Il primo motivo riguarda la «disomogeneità» dell’ambito di intervento dell’emendamento rispetto al contenuto del decreto “Fisco”: già in altre occasioni Mattarella ha criticato i governi di turno per aver approvato decreti-legge con al loro interno norme che riguardano ambiti molto diversi tra loro. Ai diversi ambiti su cui interviene il decreto “Fisco”, se l’emendamento sul 2 per mille fosse passato, si sarebbe aggiunto anche quello del finanziamento ai partiti.

Il secondo motivo riguarda la natura dei decreti-legge, che in base alla Costituzione dovrebbero essere approvati «in casi straordinari di necessità e di urgenza». Qui il dubbio è se una revisione del sistema del 2 per mille possa rientrare in questa casistica.

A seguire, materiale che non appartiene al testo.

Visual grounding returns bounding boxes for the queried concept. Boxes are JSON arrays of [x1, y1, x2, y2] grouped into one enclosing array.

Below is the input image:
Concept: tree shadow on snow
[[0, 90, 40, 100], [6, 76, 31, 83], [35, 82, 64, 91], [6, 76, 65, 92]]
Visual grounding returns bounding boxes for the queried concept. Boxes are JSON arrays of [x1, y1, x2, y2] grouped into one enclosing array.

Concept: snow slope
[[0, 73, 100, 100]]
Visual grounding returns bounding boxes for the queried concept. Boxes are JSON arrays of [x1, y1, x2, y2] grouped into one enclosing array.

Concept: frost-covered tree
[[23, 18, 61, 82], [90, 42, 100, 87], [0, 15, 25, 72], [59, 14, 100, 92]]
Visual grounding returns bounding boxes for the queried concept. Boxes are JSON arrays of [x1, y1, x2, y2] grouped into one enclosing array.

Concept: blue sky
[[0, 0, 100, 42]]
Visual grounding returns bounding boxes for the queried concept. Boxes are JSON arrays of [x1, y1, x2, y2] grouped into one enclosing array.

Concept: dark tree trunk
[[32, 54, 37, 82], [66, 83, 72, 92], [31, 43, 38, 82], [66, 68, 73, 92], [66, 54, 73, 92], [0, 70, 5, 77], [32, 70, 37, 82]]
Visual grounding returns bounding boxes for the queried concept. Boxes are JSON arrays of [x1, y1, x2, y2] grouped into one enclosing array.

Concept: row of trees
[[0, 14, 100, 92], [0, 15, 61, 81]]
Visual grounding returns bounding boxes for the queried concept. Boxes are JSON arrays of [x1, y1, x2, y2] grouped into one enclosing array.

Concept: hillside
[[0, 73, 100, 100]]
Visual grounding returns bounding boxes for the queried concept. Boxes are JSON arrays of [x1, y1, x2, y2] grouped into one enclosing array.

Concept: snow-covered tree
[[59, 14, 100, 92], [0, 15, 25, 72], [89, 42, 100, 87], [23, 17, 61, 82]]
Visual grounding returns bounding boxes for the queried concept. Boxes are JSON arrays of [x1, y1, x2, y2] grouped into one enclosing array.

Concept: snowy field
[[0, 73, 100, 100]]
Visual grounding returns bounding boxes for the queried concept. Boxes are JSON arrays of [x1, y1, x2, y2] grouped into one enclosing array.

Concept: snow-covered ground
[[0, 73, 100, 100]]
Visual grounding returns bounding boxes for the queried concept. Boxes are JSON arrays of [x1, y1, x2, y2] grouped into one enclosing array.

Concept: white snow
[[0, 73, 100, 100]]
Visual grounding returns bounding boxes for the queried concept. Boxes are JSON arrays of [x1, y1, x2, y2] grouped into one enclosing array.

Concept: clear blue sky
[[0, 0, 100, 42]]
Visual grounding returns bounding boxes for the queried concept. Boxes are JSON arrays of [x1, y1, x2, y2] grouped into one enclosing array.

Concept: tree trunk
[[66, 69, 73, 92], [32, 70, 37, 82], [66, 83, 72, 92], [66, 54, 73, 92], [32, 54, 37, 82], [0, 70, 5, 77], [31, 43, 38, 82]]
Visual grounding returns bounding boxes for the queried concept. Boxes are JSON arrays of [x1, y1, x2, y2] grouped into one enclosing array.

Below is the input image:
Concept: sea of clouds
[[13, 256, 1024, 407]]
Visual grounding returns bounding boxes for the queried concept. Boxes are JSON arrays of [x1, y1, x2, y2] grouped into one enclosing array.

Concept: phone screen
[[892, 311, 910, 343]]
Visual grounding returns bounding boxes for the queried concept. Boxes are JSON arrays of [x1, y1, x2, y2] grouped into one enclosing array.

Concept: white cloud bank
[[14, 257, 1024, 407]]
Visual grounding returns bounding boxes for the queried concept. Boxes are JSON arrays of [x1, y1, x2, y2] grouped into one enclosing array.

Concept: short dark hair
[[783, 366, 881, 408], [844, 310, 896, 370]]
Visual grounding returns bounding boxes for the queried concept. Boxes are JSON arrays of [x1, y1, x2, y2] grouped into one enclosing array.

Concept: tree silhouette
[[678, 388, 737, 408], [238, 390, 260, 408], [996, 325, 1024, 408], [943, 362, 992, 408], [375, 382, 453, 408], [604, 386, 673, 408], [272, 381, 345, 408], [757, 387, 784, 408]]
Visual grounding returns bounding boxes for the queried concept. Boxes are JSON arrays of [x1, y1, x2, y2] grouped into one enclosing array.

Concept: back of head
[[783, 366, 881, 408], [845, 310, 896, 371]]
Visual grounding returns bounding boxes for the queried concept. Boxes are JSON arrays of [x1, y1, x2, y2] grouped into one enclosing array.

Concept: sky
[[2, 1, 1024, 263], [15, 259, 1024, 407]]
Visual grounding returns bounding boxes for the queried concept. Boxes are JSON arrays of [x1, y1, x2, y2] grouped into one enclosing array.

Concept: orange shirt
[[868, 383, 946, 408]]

C’è poi un terzo motivo per cui Mattarella ha espresso dubbi, e riguarda il metodo con cui si è cercato di modificare il 2 per mille. Secondo fonti stampa, il presidente della Repubblica ritiene il sistema del finanziamento ai partiti un tema ampio e complesso e in quanto tale andrebbe trattato con una riforma a sé stante, e non con un emendamento a un decreto-legge. 

I numeri del 2 per mille

L’anno scorso più di 1,7 milioni di contribuenti (il 4,2 per cento sul totale) hanno destinato il 2 per mille a un partito, un numero in aumento rispetto agli oltre 1,4 milioni di contribuenti del 2022 (il 3,5 per cento sul totale). Nel 2023 il 30,4 per cento dei contribuenti che hanno messo una preferenza per il 2 per mille ha indicato il Partito Democratico; al secondo posto c’è Fratelli d’Italia, scelto dal 19,9 per cento dei contribuenti, mentre il Movimento 5 Stelle – che per la prima volta ha avuto accesso al 2 per mille – è stato scelto dal 10 per cento. La Lega invece è stata scelta da circa il 7 per cento dei contribuenti. Tra i partiti minori, Europa Verde è stata scelta dal 4,6 per cento, Sinistra Italiana dal 4,1 per cento, Italia Viva dal 3,3 per cento, Più Europa dal 3,1 per cento e Azione dal 2,3 per cento.